All of that said, I do think that this is an easier and more viable way forward than trying to change rcutils. It improves the situation (and performance) for many common cases, and makes us thread-safe where we currently aren't.

So with that said, @jrutgeer are you up for trying an implementation? I'm happy to do a review.

[jrutgeer]

@clalancette

This situation is more common than you might think. In particular, when a user creates an action server, for instance, we create children named loggers for some of the internal things.

I am not sure. I had checked that, and unless I am missing something, these are all node loggers, not named loggers.

are you up for trying an implementation?

Not sure yet, it is hard for me to assess how long it would take me. I haven't written any code since 2006. :-)

Also I'm not sure yet about the best solution:

A readers-writer lock isn't ideal, because this still blocks on the reader side if it concurs with a write. Ideally it should be possible to use logging macros in realtime code during testing, and disable them through the loglevel for normal use. But that implies a non-blocking read of the loglevel.

So what about following alternative:

• Upon construction of an rclcpp::Logger, the loglevel is read from the hashtable (with read lock) and cached locally,
  • If there is no loglevel in the hashtable, the cached value is set to the default loglevel,
  • Copy constructor copies the cached value (no lookup in the hashtable)
• Upon log macro call, rcutils_logging_get_logger_effective_level(name) is called only when a try_lock() succeeds,
  • If the try_lock() fails, the cached loglevel value is used instead,
  • Upon success, the cached loglevel is updated if needed.

A further optimization for node loggers could be not to call rcutils_logging_get_logger_effective_level(name) for node loggers, but always use the cached value. Since loglevel can only be changed upon initialization (i.e. before the node constructor) or through the upcoming service call, which should then update not only the hash table but also the cached value.
The annoying thing is that you can call that service with the name of another node. In that case only the hashtable would be updated and not the other node's local variable. So the service call would work when called with:

• Its own node name (as this would change the hash table and the local variable),
• Any named logger's name (as this would change the hash table, and named loggers always use above try_lock() procedure),
• But not with another node's name (as the hashtable would be updated but not their local variable).
  Possible solution could be to also store a (weak?) pointer to the node in the hash table for each node logger entry, so upon service call the local variable can be set.
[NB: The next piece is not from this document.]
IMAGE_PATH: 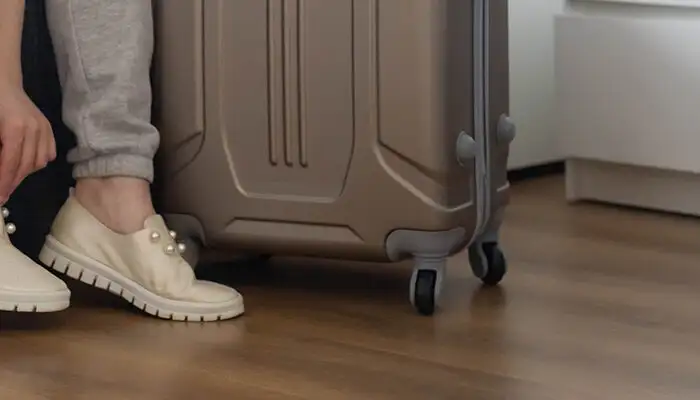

Also in the case of multiple nodes with the same name it would only work for the node that executes the service call.

[jrutgeer]

According to this, std::mutex::try_lock() can fail spuriously, what in above case isn't really an issue (it'll just mean the cached value is used for that macro call, but on the next one it should succeed), but also that std::mutex::unlock() can block, which is an issue for realtime.

They propose the use of a spinlock intead of a mutex.